I bind unto myself today
the strong Name of the Trinity,
by invocation of the same,
the Three in One, and One in Three.
Of whom all nature hath creation,
eternal Father, Spirit, Word:
praise to the Lord of my salvation,
salvation is of Christ the Lord.
(Attributed to St. Patrick, translated by Cecil Alexander.)
I have long loved this prayer. But I think it has greater depth knowing St. Patrick’s story. I think of that sixteen-year-old, shivering and wondering where he was headed as his captors took him across the sea, when I hear the line Christ in hearts of all that love me. A prayer to not be forgotten. A longing for the hearth of home. I hear, too, the hope of the Good News for new converts and old enemies in: Christ in mouth of friend and stranger. A longing to live a life so drenched in adoration of God that the redemption and love of Christ is what people speak of when they speak of you. I hear the deep sense of knowing that only comes from having walked through anguish and known God in it: where you go, Christ is before, behind, beneath, and within you.
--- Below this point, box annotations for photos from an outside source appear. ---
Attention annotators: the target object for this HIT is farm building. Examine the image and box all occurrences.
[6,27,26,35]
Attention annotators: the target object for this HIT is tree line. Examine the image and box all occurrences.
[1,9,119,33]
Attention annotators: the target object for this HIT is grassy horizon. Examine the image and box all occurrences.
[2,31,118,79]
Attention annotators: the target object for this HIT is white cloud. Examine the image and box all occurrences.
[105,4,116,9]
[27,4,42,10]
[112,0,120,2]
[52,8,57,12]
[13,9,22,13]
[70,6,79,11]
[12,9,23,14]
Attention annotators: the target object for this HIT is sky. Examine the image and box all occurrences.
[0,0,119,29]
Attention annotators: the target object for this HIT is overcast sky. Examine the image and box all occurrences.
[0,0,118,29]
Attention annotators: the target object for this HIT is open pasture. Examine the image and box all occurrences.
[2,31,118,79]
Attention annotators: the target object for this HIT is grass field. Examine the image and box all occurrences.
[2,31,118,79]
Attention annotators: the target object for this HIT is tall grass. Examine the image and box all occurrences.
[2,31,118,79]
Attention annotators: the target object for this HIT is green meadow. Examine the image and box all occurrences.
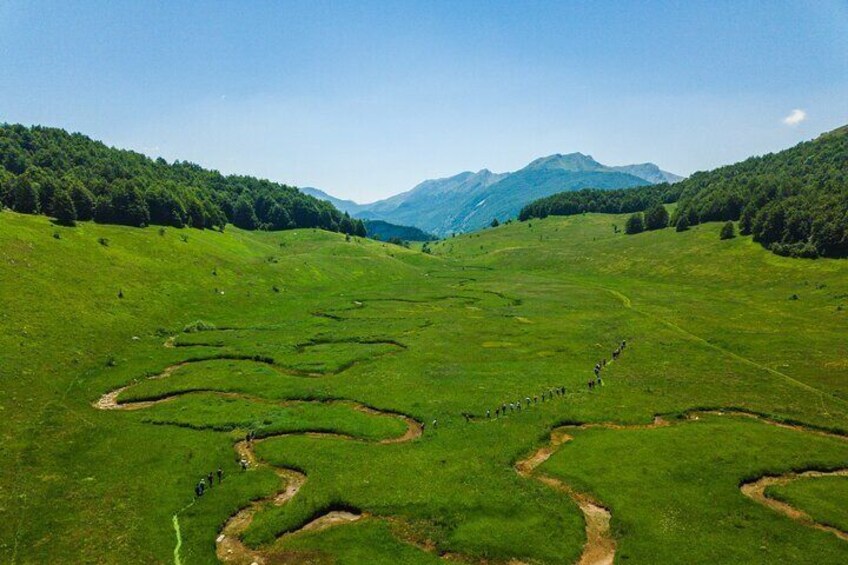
[0,211,848,564]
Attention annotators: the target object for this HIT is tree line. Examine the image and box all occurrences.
[520,126,848,257]
[0,124,365,237]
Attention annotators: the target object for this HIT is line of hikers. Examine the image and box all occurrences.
[484,386,566,420]
[194,467,224,496]
[586,339,627,390]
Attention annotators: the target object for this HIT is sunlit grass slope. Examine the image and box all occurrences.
[0,212,848,563]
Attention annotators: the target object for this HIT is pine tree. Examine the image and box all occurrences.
[719,220,736,239]
[12,175,41,214]
[50,188,77,226]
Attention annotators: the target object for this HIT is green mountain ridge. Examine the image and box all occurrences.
[519,126,848,257]
[0,124,365,236]
[313,153,682,237]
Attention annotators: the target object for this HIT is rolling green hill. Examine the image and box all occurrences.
[0,211,848,564]
[309,153,682,237]
[363,220,436,241]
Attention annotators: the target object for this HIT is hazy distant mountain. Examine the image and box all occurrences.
[303,153,682,236]
[357,169,506,236]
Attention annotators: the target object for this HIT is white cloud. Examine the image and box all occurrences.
[783,108,807,126]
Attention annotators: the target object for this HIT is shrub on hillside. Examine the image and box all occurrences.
[12,175,41,214]
[624,212,645,235]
This is what it means to be clothed with the armor of God. It’s not battlements against the world; it is a shield against any doubt that says you aren’t good enough or lovely enough or wanted enough for God. Binding unto ourselves the strong name of God is literally dressing ourselves with the knowledge and faith that no matter what or who assail us, demoralizes us, hurts us, or threatens us — Christ will comfort and restore us, and the ones we love, and perhaps — miracle of miracles — our enemies, too.